There are many FDs and CFOs who, even more the economic challenges of the current pandemic and looming global recession, thought that budgeting for cyber security expenditure was essentially discretionary and could be postponed or cancelled in line with P&L and cash flow management requirements.
This approach is neither sensible nor pragmatic. On the contrary, it goes so far beyond negligence as to be foolhardy.
The reality of today’s world is that a career in cyber crime is more lucrative – as well as more meritocratic and less discriminatory – than most traditional careers. The tools you need for success can be inexpensively purchased or rented on the dark web. Corporate targets are incredibly soft and vulnerable. The risk of being caught is less than 1%.

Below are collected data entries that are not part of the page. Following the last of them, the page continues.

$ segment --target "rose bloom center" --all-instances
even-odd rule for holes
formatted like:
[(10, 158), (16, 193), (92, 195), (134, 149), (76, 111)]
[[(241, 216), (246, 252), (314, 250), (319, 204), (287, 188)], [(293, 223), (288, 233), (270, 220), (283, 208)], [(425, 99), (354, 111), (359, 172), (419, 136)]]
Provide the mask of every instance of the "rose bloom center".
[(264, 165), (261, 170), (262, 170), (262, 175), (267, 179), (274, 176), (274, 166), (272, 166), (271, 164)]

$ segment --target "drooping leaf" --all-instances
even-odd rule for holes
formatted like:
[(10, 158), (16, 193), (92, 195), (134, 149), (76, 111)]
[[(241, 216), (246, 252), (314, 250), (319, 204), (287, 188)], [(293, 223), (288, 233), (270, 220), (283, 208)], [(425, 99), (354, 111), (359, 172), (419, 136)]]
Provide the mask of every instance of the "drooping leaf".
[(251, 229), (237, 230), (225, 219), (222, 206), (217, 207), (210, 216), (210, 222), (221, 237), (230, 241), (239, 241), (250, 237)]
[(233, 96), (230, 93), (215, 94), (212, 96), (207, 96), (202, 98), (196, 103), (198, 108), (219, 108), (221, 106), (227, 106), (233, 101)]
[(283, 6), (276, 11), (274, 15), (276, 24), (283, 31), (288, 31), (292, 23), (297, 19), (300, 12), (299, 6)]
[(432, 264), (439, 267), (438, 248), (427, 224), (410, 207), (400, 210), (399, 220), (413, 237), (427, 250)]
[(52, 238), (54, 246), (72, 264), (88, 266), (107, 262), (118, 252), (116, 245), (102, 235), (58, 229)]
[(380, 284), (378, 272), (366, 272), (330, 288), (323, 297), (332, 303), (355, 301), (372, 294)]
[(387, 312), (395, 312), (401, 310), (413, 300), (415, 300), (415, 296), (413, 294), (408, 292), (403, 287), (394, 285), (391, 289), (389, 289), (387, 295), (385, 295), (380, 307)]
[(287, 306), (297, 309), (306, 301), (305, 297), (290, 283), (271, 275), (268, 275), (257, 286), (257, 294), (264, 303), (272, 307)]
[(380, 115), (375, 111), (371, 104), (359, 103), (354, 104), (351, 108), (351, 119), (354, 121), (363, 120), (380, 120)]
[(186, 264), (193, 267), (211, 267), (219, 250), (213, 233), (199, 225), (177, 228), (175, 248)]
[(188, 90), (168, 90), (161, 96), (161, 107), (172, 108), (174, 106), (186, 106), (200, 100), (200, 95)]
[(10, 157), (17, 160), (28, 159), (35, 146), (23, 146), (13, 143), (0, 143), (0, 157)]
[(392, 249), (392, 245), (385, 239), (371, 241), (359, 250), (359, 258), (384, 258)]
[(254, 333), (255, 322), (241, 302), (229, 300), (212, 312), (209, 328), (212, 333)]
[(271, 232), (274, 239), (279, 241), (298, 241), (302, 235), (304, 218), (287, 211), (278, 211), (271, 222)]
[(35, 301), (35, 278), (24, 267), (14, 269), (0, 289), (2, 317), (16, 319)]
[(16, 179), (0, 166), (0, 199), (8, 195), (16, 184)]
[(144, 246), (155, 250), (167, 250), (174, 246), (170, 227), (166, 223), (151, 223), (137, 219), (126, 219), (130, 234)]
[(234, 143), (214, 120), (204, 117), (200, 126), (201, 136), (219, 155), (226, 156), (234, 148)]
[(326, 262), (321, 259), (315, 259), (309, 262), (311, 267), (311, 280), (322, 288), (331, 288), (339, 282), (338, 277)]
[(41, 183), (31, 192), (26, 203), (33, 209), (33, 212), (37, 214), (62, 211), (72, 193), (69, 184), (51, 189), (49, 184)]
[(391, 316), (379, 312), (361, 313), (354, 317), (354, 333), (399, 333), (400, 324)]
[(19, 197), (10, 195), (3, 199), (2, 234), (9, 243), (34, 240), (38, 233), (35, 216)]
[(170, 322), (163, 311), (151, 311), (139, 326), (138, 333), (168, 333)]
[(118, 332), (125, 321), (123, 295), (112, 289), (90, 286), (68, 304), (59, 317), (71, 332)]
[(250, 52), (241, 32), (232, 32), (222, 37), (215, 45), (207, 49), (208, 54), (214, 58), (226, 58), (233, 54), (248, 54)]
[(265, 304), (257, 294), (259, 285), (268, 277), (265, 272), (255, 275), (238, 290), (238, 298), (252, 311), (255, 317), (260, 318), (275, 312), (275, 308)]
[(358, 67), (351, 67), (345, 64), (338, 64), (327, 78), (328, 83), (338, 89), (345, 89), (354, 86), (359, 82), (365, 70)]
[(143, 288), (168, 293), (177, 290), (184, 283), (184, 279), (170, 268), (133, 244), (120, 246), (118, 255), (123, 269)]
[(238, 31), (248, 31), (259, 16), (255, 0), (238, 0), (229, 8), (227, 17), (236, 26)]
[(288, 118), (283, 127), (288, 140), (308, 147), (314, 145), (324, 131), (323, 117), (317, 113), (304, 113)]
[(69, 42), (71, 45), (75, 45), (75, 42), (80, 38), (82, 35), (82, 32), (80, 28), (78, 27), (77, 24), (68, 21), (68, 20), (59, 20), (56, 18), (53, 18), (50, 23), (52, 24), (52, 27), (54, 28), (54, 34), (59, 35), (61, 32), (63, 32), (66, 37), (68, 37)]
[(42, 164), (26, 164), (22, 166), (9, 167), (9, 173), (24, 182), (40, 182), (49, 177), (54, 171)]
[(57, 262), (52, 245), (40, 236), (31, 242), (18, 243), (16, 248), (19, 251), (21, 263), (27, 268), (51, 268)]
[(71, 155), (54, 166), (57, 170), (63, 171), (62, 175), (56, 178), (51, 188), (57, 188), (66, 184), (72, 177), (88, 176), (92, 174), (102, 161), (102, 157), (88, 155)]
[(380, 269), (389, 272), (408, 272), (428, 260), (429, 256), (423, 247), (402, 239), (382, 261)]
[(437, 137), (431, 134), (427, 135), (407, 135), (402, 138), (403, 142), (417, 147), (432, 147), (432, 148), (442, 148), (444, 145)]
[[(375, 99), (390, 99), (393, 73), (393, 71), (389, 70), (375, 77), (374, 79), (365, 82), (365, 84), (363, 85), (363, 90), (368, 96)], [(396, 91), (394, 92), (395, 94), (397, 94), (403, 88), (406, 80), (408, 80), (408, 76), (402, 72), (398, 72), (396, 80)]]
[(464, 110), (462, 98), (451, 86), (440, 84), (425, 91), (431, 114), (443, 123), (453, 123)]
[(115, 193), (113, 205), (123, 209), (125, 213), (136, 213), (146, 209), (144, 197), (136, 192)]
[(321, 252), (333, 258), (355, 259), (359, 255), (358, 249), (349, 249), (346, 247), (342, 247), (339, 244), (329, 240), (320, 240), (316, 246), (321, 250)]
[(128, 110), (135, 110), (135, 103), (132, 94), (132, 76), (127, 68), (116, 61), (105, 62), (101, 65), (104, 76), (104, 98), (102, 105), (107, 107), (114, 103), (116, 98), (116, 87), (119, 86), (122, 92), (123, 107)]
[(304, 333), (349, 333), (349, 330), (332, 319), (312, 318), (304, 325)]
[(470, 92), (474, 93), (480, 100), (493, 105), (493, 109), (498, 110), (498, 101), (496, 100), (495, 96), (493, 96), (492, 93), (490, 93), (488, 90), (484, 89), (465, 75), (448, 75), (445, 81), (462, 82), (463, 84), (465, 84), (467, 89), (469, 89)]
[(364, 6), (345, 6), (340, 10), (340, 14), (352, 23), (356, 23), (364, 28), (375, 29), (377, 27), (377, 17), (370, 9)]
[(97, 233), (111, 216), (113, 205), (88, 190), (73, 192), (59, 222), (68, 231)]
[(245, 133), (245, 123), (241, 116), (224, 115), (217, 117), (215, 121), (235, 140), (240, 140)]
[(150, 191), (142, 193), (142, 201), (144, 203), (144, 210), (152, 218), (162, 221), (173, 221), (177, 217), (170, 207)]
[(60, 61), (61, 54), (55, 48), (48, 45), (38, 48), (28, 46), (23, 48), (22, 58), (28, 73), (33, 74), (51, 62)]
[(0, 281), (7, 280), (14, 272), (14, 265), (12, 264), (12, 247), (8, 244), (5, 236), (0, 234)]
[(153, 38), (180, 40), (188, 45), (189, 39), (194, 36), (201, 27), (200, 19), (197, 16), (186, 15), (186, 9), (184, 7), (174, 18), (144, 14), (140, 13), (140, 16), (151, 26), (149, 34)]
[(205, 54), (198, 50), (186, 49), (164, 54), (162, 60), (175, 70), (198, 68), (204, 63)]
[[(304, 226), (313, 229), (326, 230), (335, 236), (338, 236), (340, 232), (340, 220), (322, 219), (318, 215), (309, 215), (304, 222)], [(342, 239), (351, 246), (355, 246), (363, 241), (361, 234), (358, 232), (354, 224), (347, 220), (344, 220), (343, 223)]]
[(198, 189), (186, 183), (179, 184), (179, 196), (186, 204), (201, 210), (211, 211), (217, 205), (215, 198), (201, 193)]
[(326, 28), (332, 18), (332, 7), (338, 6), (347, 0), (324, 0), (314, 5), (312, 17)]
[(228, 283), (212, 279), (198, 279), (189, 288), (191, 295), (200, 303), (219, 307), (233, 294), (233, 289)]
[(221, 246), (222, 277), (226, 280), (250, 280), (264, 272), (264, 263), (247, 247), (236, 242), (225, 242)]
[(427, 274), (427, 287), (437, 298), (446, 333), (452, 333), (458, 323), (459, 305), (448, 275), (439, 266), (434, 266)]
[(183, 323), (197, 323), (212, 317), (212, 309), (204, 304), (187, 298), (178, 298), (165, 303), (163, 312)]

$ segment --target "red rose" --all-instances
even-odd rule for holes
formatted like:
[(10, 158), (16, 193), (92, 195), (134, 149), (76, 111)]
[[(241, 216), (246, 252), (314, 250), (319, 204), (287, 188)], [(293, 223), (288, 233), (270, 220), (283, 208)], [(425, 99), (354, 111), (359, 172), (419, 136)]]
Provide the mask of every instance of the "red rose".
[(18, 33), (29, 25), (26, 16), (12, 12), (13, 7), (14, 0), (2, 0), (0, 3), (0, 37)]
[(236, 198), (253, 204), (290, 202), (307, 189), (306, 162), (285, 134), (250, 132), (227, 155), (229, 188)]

The ‘cyber security is a discretionary item’ strategy is this: ‘As far as I know, we haven’t yet been successfully attacked. Maybe we never will be. Let’s wait and see.”
Most attacks are only discovered six months or more after initiation, and usually be an outsider. The discovery of an attack is followed, rapidly, by a shift to panic mode and urgent spending – typically at emergency prices – on consultants and experts to try and resolve the problem. It may require payment of a ransom. It will require a report to the GDPR Supervisory Authority. It will lead to an investigation and, several years later, a fine. It will depress revenue, knock profits, affect reputation and drive down the share price. And at the end of that, you will still have to spend whatever it takes to secure the organization against cyber attack. This is a strategy that could cost ten times more than simply taking action to deal with the threat, today, before it’s too late.
And then all you need to do is stay on top of the evolving threat environment, continually re-securing your environment against enterprising and fast-moving cyber attackers.